The Inter-Ministerial Committee on Violence against Women and Children held a meeting yesterday in Cape Town to discuss matters relating to the work of the Committee.
The Committee was established by Cabinet in May last year to investigate the root causes of violence in general, and in particular, against women and children and to develop a comprehensive strategy to deal with the scourge of violence against women and children.
The Committee led by the Minister of Social Development, Ms Bathabile Dlamini comprises of Ministers of Women, Children and People with Disabilities, Justice and Constitutional Development, Health, Home Affairs, Police and Basic Education.
The Committee noted that violence against women and children is a complex social and economic problem that affects all South Africans, irrespective of race, gender and social class. It noted that while Government has enacted various pieces of legislation to provide better protection for women and children, there was a need to move from policy to action and provide stronger focus than ever before on prevention and early intervention to support women and children against the scourge.
The Committee appreciated that while it was the primary responsibility of Government to provide strong leadership and a coordinated and integrated approach to tackling this issue, it emphasised that reducing violence against women and children was a shared responsibility across the South African society and cannot be achieved by Government alone.

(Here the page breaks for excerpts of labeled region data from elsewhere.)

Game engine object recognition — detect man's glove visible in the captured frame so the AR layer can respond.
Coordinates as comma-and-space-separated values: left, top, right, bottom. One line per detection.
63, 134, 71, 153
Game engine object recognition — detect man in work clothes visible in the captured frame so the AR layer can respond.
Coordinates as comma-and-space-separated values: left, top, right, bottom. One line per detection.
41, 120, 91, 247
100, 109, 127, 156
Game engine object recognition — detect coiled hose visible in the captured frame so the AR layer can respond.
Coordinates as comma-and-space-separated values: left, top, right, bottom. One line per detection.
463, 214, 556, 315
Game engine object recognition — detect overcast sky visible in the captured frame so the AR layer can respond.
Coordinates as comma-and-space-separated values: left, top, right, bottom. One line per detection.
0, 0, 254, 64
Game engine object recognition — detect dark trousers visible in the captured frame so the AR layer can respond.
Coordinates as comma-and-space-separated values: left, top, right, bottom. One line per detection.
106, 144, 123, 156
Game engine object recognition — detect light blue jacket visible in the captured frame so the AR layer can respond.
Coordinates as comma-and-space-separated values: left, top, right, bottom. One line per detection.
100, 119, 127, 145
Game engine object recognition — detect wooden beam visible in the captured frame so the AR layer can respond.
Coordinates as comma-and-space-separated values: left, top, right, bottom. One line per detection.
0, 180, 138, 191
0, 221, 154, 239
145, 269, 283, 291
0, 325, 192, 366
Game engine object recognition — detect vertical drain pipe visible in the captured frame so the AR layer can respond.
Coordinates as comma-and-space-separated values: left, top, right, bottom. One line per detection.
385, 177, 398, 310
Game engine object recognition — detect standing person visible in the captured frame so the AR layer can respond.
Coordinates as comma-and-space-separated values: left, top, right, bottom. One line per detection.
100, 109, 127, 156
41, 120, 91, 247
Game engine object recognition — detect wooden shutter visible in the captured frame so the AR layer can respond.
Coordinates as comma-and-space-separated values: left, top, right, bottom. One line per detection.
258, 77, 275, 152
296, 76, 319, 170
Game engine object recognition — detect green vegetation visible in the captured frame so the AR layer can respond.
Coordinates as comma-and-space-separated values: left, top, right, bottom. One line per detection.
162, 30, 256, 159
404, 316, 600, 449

"Everyone has a responsibility to act to stop violence against women and children. We need to work with our communities, especially men and boys to change the culture of violence and initiate prevention activities to support highly vulnerable women and children, including those with disabilities," said the Chairperson of the Committee, Minister Bathabile Dlamini.
At the meeting, the Committee reviewed a number of research studies on the root causes of violence against women and children, with the view to develop new strategies to fight any form of violence against women and children. While the research showed significant reduction in female homicide, the research done by the Medical Research Council (1999 and 2009) identified gaps in government response.
It noted that there was a myriad of research around men and what causes them to behave violently but strong focus was required to educate the girl child of her responsibilities to protect herself.
The Committee reiterated Government's commitment to preventing violence against women and children, holding perpetrators accountable for their actions, and ensuring that women and children who experience violence receive appropriate support and for courts to deliver strong sentences against perpetrators. The Committee acknowledged while legislation and the curriculum of social workers and the police has changed, officials of these departments did not treat these cases seriously and therefore resulting in secondary victimisation.
"We cannot continue having social workers, police officers and health workers who treat issues of domestic violence as a private matter. There is evidence that victims reported cases of domestic violence to police or social workers, but their pleas for help fell on deaf ears or were told to resolve the matter with their partners."
The Committee raised concerns about the attitude of the South African men and emphasised the need to include them in the discussion about gender-based violence as part of the solution.
The Committee emphasised that if we are to reduce the incidence and impact of violence against women and children, we need communities, organisations and individuals to join Government in taking action.